The farmers had rounded a good number of bandit horses, and Howland was offered his pick of the herd. He took three for himself, Robien, and Raika, and a fourth to serve as a pack animal. He chose four stocky, sturdy beasts, each an indifferent color. They were not handsome, but they would walk all day with considerable burdens.

While the warriors packed their sparse gear, villagers prepared food and drink for their journey. By the time Howland, Raika, and Robien rode forth, their pack animal was well laden.

The surviving population of Nowhere gathered at the east end of the village. The setting sun was in their faces. Riding abreast with Howland in the center, the defenders stopped before the assembled villagers.
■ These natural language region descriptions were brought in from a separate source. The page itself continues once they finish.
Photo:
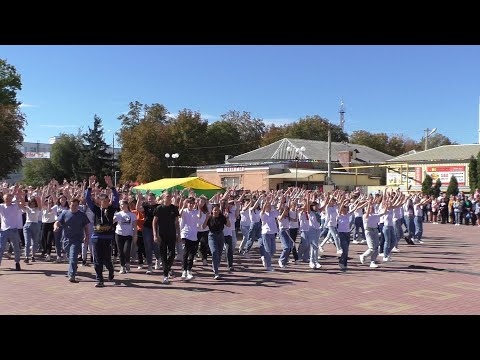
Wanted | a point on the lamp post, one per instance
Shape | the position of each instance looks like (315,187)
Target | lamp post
(428,132)
(173,157)
(297,151)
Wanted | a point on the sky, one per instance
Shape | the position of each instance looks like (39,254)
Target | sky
(396,89)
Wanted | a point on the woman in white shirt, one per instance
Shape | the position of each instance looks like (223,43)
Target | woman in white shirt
(125,232)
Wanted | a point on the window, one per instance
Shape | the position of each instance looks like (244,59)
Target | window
(230,181)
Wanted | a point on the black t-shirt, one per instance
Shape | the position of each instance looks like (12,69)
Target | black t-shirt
(148,213)
(217,223)
(166,218)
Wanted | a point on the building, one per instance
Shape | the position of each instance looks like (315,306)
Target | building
(408,171)
(290,162)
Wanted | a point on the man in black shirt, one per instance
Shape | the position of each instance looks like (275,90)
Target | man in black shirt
(166,232)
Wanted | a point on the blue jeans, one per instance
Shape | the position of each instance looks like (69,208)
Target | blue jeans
(344,243)
(268,246)
(72,248)
(31,232)
(14,237)
(216,240)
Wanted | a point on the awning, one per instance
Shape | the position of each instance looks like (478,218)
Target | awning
(292,175)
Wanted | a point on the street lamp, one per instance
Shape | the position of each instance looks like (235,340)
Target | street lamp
(297,151)
(428,132)
(173,157)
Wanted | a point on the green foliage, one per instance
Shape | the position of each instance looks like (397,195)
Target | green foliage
(436,188)
(95,159)
(38,172)
(427,185)
(12,120)
(452,187)
(472,174)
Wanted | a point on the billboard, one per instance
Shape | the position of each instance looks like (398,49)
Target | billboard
(444,173)
(36,155)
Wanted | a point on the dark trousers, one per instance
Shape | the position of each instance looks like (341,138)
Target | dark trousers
(189,253)
(202,237)
(293,234)
(47,238)
(124,245)
(102,255)
(140,247)
(167,251)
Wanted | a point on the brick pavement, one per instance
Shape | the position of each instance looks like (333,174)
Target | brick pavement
(442,276)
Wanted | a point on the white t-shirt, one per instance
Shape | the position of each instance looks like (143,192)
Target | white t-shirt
(125,223)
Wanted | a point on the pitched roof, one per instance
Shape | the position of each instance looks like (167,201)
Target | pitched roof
(445,152)
(314,150)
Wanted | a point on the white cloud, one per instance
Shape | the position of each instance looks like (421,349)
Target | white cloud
(58,126)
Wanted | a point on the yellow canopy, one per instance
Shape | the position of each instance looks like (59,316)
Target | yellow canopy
(197,184)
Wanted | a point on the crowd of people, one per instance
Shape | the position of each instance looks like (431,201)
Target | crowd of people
(117,223)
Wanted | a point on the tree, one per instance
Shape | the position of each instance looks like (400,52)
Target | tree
(251,130)
(95,159)
(452,187)
(38,172)
(427,185)
(472,174)
(436,188)
(65,155)
(12,120)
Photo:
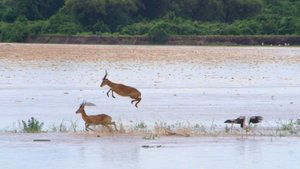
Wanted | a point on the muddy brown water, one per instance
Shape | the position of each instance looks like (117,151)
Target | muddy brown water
(184,84)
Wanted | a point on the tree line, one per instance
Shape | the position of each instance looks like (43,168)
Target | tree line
(20,18)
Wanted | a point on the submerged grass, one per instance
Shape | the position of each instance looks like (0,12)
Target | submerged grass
(158,129)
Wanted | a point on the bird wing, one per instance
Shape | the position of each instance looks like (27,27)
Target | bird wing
(255,119)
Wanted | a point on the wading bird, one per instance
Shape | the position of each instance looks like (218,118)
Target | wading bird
(122,90)
(100,119)
(244,122)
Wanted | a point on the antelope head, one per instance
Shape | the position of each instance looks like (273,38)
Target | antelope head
(81,108)
(104,80)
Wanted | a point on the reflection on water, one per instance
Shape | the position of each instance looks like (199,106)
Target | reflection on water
(126,153)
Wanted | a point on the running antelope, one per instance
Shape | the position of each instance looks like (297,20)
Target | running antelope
(100,119)
(122,90)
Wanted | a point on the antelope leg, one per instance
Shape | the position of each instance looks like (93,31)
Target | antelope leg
(87,126)
(112,94)
(108,92)
(114,124)
(138,100)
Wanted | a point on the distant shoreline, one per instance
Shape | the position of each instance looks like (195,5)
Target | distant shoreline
(217,40)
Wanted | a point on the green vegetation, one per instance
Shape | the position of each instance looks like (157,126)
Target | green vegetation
(157,19)
(32,126)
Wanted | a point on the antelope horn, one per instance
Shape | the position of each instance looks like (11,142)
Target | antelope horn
(105,75)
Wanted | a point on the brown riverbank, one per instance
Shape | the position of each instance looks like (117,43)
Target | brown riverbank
(173,40)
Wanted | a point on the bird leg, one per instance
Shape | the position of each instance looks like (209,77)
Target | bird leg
(108,92)
(112,94)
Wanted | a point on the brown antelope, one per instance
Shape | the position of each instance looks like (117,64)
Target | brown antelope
(122,90)
(100,119)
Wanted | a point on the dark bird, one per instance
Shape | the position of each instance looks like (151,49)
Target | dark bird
(245,122)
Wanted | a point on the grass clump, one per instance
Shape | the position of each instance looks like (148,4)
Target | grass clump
(32,126)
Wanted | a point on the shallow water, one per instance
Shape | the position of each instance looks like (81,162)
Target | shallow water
(178,84)
(19,151)
(186,88)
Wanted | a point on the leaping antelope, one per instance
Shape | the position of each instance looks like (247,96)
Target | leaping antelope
(245,122)
(100,119)
(122,90)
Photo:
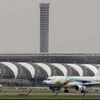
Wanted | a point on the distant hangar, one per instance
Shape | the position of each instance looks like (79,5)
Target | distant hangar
(53,58)
(32,69)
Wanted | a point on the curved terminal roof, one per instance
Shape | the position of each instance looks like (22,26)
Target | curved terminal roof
(11,66)
(61,67)
(91,67)
(29,67)
(77,68)
(45,67)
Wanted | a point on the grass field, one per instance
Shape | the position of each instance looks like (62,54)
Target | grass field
(47,95)
(21,96)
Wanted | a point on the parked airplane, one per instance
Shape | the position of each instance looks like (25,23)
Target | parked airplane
(77,82)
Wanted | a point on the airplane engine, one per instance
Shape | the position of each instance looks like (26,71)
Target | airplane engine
(80,88)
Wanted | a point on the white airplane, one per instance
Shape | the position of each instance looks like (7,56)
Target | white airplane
(77,82)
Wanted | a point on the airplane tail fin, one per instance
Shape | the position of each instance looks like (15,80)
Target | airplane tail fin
(98,72)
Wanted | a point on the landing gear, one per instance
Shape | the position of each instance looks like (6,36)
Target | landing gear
(83,91)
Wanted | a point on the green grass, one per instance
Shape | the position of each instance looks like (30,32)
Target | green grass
(21,96)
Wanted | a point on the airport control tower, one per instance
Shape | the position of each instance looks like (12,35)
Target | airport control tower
(44,27)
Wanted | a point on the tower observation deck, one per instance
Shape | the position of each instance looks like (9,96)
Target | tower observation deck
(44,26)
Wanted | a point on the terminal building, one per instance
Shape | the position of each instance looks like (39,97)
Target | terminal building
(32,69)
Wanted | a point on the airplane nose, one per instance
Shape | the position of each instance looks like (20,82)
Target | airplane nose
(44,82)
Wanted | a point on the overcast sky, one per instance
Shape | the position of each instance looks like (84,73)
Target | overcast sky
(74,26)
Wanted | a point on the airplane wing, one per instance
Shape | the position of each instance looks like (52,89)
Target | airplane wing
(92,84)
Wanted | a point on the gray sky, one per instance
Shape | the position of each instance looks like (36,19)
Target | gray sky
(74,26)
Not a few of the farmers still clutched their spears, but most had abandoned warlike tools in favor of rakes, pitchforks, and spades.
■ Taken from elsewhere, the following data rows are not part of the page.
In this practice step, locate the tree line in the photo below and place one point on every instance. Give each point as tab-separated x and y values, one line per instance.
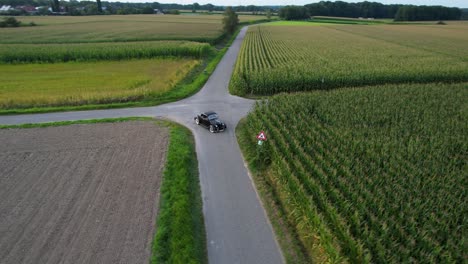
94	7
370	10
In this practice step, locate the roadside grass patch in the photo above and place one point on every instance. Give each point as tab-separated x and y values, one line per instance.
180	230
82	52
180	233
275	59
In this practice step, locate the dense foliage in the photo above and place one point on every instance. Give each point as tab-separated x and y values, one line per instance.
276	59
51	53
379	10
427	13
294	13
369	175
90	83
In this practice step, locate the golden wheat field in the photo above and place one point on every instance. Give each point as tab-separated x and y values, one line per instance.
78	83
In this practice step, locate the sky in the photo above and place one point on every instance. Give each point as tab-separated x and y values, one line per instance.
449	3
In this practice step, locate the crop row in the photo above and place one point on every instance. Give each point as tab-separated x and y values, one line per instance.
52	53
276	59
377	174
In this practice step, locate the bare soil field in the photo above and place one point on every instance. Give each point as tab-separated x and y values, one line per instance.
80	193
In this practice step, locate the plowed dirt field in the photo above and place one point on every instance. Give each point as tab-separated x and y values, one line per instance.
80	193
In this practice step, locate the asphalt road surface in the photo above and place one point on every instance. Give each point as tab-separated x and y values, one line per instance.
237	227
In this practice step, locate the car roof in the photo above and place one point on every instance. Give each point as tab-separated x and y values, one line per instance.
210	113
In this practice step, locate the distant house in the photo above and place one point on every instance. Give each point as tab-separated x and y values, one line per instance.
27	8
6	8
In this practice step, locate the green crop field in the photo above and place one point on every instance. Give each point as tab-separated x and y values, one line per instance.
32	53
117	28
368	175
68	62
81	83
279	58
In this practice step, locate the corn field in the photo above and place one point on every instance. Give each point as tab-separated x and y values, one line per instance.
276	59
53	53
370	175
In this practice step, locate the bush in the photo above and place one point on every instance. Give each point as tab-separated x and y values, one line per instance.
173	12
10	22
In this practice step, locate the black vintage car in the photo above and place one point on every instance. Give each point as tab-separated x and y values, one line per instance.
211	121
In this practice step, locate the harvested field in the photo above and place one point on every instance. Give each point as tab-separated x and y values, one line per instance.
80	193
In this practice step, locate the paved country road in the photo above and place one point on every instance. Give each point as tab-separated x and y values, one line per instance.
237	228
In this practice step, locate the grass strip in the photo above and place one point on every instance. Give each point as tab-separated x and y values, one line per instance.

Caeta raised her hand high. “We can never truly repay you for what you’ve done,” she said. “Our loved ones are free, and our homes preserved. How can we tell you what that means to us?”

“You can’t,” Raika said flatly.

Howland was more diplomatic. “For myself, you owe me nothing. I regained something vital here, somthing I thought I’d lost.” He considered his next words carefully. “Don’t forget how to fight,” he said. “Next time, when wolves are baying outside your door, take up swords and spears yourselves and defend what’s yours. It’s your right. Don’t forget that.”

He leaned down and clasped hands with Caeta, as did Raika and Robien after him. Malek and Laila, arms about each other’s waists, waved and smiled. Nils, bolstered by Sai and Larem, added a hearty good-bye.

As she rode by, Raika spotted Bakar, one of the few survivors from her spear company. She turned her horse around, rode up to him, and dismounted. The young farmer, bearing his wounds without complaint, sidled away as Raika approached.

“You,” she said roughly. “Come here.”

He stayed where he was. “You’re not going to hit me one last time, are you?”

“No, fool.” Stalking over, she unbuckled her sword belt and handed it to Bakar. “This is for you. It’s a good blade, if you can get it out of the scabbard. Think of it as a gift,” she added, smiling. She swung up on her horse and cantered away to catch up to Howland and Robien.

Some of Bakar’s neighbors surrounded him, curious about the Saifhumi woman’s gift.

Bakar wrapped his fingers around the sword handle and pulled. The oiled steel blade slid easily out of its sheath. Whatever spell Ezu had cast on it was gone.

Three men, led by Wilf, took it on themselves to repair the cracked Ancestor in the well wall. They pried apart the stones from the top down, slowly isolating the long block of red sandstone. With reverence, two villagers gently lifted the broken top of the Ancestor free of the wall. Setting it down, they turned to freeing the lower half. Caeta happened by, and as she passed the rounded upper portion of the ancient totem rolled on its side, exposing its interior face to the sky. Caeta looked at it and gasped.